Posted Friday 18th July 2008 15:05 GMT
I believe a few of the mail order firms started using a minimum sized box as a) most of their orders needed it and b) small packets had an unfortunate habit of getting lost - you know falling into coat pockets and the like, or c) flattened by big boxes.
The HP thing probably seemed like a good idea when they alway shipped the licence with the kit. They appear to be wrapped like a keyboard which is probably their smallest box big enough for uncreased A4. And the hardware warehouse can handle them because they are on a normal shelf in a normal box. So it was probably a cost saving 5 or 10 years ago. Now it appears you get a pack per CPU (at least) so its become madness.

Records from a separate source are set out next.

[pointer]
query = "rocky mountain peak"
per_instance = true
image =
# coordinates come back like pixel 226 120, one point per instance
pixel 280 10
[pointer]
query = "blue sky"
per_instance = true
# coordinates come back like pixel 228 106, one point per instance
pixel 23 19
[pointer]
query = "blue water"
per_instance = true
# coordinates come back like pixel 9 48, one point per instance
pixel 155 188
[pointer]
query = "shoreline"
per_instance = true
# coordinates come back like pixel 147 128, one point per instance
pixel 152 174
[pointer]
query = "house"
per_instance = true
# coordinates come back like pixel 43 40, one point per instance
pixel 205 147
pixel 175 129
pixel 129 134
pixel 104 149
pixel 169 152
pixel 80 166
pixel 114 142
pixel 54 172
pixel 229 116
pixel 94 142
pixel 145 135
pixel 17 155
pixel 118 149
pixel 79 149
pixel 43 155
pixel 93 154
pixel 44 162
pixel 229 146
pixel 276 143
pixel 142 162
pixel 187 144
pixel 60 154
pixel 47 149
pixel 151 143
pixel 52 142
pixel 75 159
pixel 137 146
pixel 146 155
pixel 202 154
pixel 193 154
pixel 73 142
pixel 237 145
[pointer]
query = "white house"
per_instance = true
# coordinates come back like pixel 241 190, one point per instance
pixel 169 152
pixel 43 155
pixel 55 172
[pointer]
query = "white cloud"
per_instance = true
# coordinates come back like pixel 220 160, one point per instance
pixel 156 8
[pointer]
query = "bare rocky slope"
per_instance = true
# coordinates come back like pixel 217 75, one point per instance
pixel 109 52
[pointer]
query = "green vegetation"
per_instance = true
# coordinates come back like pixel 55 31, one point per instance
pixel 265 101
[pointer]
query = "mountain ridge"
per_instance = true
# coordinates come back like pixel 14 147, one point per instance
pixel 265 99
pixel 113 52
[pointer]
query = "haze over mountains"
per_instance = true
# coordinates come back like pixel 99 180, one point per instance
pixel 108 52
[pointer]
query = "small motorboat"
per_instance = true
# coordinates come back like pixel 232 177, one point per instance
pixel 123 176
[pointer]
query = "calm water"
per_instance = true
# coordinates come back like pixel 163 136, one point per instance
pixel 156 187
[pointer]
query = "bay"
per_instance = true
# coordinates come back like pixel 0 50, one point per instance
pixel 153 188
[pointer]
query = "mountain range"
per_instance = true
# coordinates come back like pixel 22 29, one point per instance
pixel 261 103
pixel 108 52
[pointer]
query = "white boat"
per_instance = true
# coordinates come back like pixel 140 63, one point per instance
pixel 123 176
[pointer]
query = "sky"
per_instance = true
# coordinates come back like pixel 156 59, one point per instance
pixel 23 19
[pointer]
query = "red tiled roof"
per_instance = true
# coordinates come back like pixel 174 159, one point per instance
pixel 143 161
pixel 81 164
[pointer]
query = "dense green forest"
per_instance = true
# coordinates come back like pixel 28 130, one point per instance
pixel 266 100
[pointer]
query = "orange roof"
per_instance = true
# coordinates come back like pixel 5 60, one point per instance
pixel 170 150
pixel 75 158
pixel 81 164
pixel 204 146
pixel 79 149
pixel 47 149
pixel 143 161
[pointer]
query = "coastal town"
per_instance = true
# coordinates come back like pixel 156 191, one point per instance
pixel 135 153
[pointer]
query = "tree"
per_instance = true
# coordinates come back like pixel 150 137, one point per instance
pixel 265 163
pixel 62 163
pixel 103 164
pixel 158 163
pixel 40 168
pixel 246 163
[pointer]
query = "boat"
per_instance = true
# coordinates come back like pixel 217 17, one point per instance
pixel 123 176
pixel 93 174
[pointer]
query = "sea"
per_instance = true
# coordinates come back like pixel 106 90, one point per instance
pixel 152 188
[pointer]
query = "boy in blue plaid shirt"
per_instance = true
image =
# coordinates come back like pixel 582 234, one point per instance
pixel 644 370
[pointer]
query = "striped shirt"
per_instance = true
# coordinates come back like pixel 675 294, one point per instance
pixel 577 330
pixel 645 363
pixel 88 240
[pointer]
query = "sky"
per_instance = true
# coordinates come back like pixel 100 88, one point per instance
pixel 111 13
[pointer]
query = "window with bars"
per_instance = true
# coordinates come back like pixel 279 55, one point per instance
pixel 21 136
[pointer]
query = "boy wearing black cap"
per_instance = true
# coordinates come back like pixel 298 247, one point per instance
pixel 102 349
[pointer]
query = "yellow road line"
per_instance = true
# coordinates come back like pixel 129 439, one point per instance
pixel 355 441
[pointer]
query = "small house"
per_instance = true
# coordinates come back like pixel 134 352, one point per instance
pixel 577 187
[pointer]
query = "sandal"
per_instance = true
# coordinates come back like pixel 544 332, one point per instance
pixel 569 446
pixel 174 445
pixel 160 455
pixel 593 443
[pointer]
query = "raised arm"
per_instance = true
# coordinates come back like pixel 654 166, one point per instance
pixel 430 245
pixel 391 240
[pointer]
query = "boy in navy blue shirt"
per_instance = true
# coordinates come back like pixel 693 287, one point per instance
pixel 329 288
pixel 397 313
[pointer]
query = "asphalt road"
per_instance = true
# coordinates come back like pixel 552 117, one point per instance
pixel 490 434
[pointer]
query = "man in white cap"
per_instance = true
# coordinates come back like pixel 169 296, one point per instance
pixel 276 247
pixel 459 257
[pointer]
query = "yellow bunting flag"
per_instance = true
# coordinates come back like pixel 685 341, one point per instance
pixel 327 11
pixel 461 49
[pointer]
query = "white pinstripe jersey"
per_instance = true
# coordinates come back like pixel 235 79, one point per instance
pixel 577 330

Brillant photographing it though.
Posted Friday 18th July 2008 15:05 GMT
Now some a-hole CEO at HP is going to fire the guy with the fantastic sense of humor that boxed all that up.
Posted Friday 18th July 2008 15:37 GMT
You obviously don't spend enough with them, all ours come inside a big box with inserts - about 16 per box.
Posted Friday 18th July 2008 15:37 GMT
I used to work for an air freight outfit that trucked tons of HP product flown from the Pacific Rim into the U.S. If only they'd protect actual product as well. You wouldn't believe the freight claims for damaged shipments!